Want to share your content on R-bloggers? click here if you have a blog, or here if you don't.
Sitting in my synagogue this past Saturday, I started thinking about the authorship analysis that I did using function word counts from texts authored by Shakespeare, Austen, etc. I started to wonder if I could do something similar with the component books of the Torah (Hebrew bible).
A very cursory reading of the Documentary Hypothesis indicates that the only books of the Torah supposed to be authored by one person each were Vayikra (Leviticus) and Devarim (Deuteronomy). The remaining three appear to be a confusing hodgepodge compilation from multiple authors. I figured that if I submitted the books of the Torah to a similar analysis, and if the Documentary Hypothesis is spot-on, then the analysis should be able to accurately classify only Vayikra and Devarim.

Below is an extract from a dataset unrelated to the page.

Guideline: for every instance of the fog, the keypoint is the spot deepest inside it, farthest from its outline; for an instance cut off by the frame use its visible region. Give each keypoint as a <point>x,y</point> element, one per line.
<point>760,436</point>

The theory with the following analysis (taken from the English textual world, of course) seems to be this: When someone writes a book, they write with a very particular style. If you are going to be able to detect that style, statistically, it is convenient to detect it using function words. Function words (“and”, “also”, “if”, “with”, etc) need to be used regardless of content, and therefore should show up throughout the text being analyzed. Each author uses a distinct number/proportion of each of these function words, and therefore are distinguishable based on their profile of usage.

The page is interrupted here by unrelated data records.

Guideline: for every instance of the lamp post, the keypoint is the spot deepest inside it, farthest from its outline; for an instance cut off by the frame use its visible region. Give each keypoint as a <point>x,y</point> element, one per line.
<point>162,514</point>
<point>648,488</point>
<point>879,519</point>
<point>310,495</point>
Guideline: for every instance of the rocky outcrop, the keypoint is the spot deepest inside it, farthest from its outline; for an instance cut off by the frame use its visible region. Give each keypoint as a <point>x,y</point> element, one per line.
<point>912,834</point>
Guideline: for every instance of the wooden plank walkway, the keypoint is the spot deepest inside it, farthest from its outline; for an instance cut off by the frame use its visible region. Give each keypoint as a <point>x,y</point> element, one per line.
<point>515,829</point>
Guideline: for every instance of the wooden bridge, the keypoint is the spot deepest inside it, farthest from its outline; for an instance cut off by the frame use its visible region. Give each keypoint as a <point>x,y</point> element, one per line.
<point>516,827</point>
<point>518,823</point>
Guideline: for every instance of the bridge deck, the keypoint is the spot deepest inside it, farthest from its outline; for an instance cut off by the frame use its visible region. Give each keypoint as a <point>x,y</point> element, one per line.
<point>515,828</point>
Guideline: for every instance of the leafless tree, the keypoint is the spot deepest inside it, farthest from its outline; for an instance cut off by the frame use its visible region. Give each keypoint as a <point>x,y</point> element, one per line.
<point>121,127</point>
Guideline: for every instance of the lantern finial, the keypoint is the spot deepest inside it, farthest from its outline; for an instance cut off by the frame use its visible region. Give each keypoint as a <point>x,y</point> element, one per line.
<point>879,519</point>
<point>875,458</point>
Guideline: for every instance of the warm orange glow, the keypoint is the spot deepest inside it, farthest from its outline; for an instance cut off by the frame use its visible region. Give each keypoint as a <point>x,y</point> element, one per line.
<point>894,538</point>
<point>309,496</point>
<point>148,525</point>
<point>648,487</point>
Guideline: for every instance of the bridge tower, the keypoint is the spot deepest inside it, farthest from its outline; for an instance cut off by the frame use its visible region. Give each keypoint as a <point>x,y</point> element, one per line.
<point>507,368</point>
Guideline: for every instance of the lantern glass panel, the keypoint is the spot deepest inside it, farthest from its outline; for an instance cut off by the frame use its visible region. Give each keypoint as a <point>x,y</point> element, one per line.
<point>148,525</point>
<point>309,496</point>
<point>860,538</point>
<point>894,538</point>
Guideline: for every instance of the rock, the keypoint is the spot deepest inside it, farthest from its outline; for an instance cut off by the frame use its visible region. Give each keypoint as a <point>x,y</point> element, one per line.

With that in mind, I started my journey. The first steps were to find an online source of Torah text that I could easily scrape for word counts, and then to figure out which hebrew function words to look for. For the Torah text, I relied on the inimitable Chabad.org. They hired good rational web developer(s) to make their website, and so looping through each perek (chapter) of the Torah was a matter of copying and pasting html page numbers from their source code.
Several people told me that I’d be wanting for function words in Hebrew, as there are not as many as in English. However, I found a good 32 of them, as listed below:
Transliteration | Hebrew Function Word | Rough Translation | Word Count |
al | עַל | Upon | 1262 |
el | אֶל | To | 1380 |
asher | אֲשֶׁר | That | 1908 |
ca_asher | כַּאֲשֶׁר | As | 202 |
et | אֶת | (Direct object marker) | 3214 |
ki | כִּי | For/Because | 1030 |
col | וְכָל + כָּל + לְכָל + בְּכָל + כֹּל | All | 1344 |
ken | כֵּן | Yes/So | 124 |
lachen | לָכֵן | Therefore | 6 |
hayah_and_variants | תִּהְיֶינָה + תִּהְיֶה + וְהָיוּ + הָיוּ + יִהְיֶה + וַתְּהִי + יִּהְיוּ + וַיְהִי + הָיָה | Be | 819 |
ach | אַךְ | But | 64 |
byad | בְּיַד | By | 32 |
gam | גַם | Also/Too | 72 |
mehmah | מֶה + מָה | What | 458 |
haloh | הֲלֹא | Was not? | 17 |
rak | רַק | Only | 59 |
b_ad | בְּעַד | For the sake of | 5 |
loh | לֹא | No/Not | 1338 |
im | אִם | If | 332 |
al2 | אַל | Do not | 217 |
ele | אֵלֶּה | These | 264 |
haheehoo | הַהִוא + הַהוּא | That | 121 |
ad | עַד | Until | 324 |
hazehzot | הַזֶּה + הַזֹּאת + זֶה + זֹאת | This | 474 |
min | מִן | From | 274 |
eem | עִם | With | 80 |
mi | מִי | Who | 703 |
oh | אוֹ | Or | 231 |
maduah | מַדּוּעַ | Why | 10 |
etzel | אֵצֶל | Beside | 6 |
heehoo | הִוא + הוּא + הִיא | Him/Her/It | 653 |
az | אָז | Thus | 49 |
This list is not exhaustive, but definitely not small! My one hesitation when coming up with this list surrounds the Hebrew word for “and”. ”And” takes the form of a single letter that attaches to the beginning of a word (a “vav” marked with a different vowel sound depending on its context), which I was afraid to try to extract because I worried that if I tried to count it, I would mistakenly count other vav’s that were a valid part of a word with a different meaning. It’s a very frequent word, as you can imagine, and its absence might very well affect my subsequent analyses.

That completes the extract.